The present volume, be it remembered, is neither a gazetteer nor an itinerary. The limits are too narrow for its making pretensions even to be a Guidebook, though the style, often, I am aware, too swift and abbreviated, may give it the semblance of one;it proposes only to supply hints as to where and how to secure country pastimes. While constrained to leave many places with only a touch, others have been treated so admirably by Mr. Earwaker, Mr. Croston, and Mr. Waugh, that to tread the same ground would, on my own part, be alike needless and ungraceful. Others again I have described only within these few months in the Lancashire, to which work I may be permitted to refer the reader for particulars not here given.
Except in some few instances, I have not cared either to give minute directions as to paths and gates. One of the grand charms of a rural ramble consists in the sensation, at times, of being slightly and agreeably lost; to say nothing of the pleasure which comes of being called upon to employ our own wits, instead of always asking, like a child, to be led by the hand.

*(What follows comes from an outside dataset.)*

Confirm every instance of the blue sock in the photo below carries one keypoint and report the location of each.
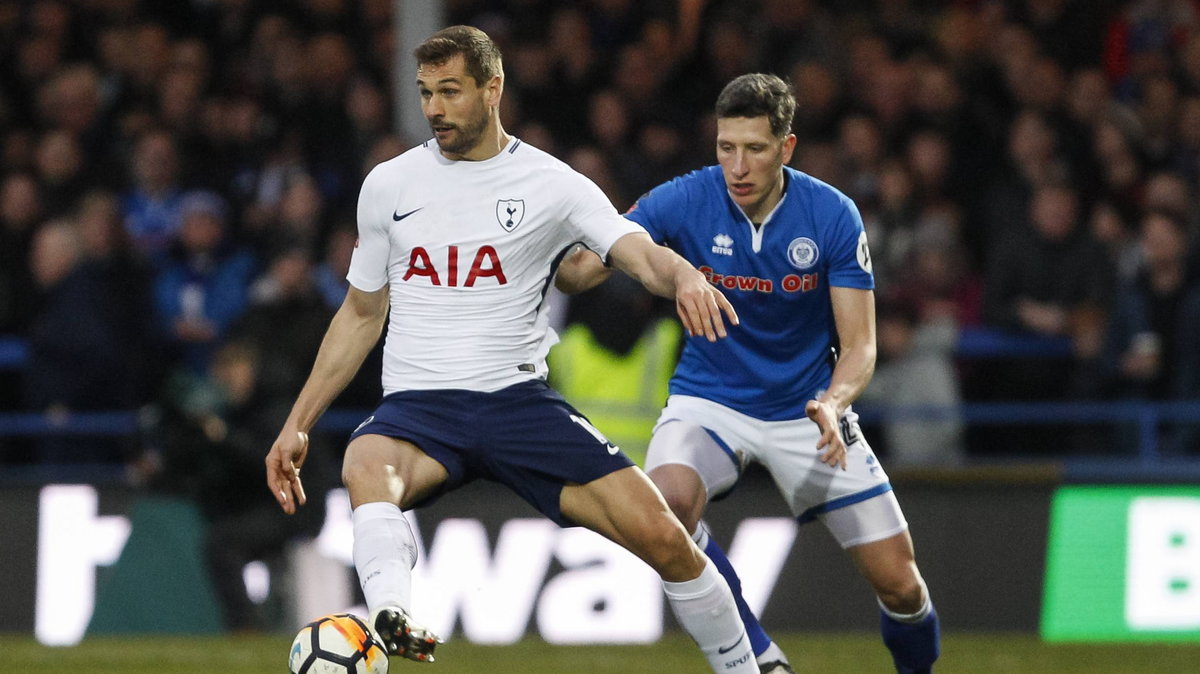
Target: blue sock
(913, 645)
(759, 638)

If, when visited, some of the places seem overpraised, it must further be understood that the descriptions are of their appearance in pleasant weather, in sunshine, and when cherished companions help to make the hours glad. I can say no more than that the descriptions are faithful as regards my own experience, and that I hope earnestly they may become true to the experience of every one else. From this point of view the little book is a kind of record of what I have seen and felt during forty years.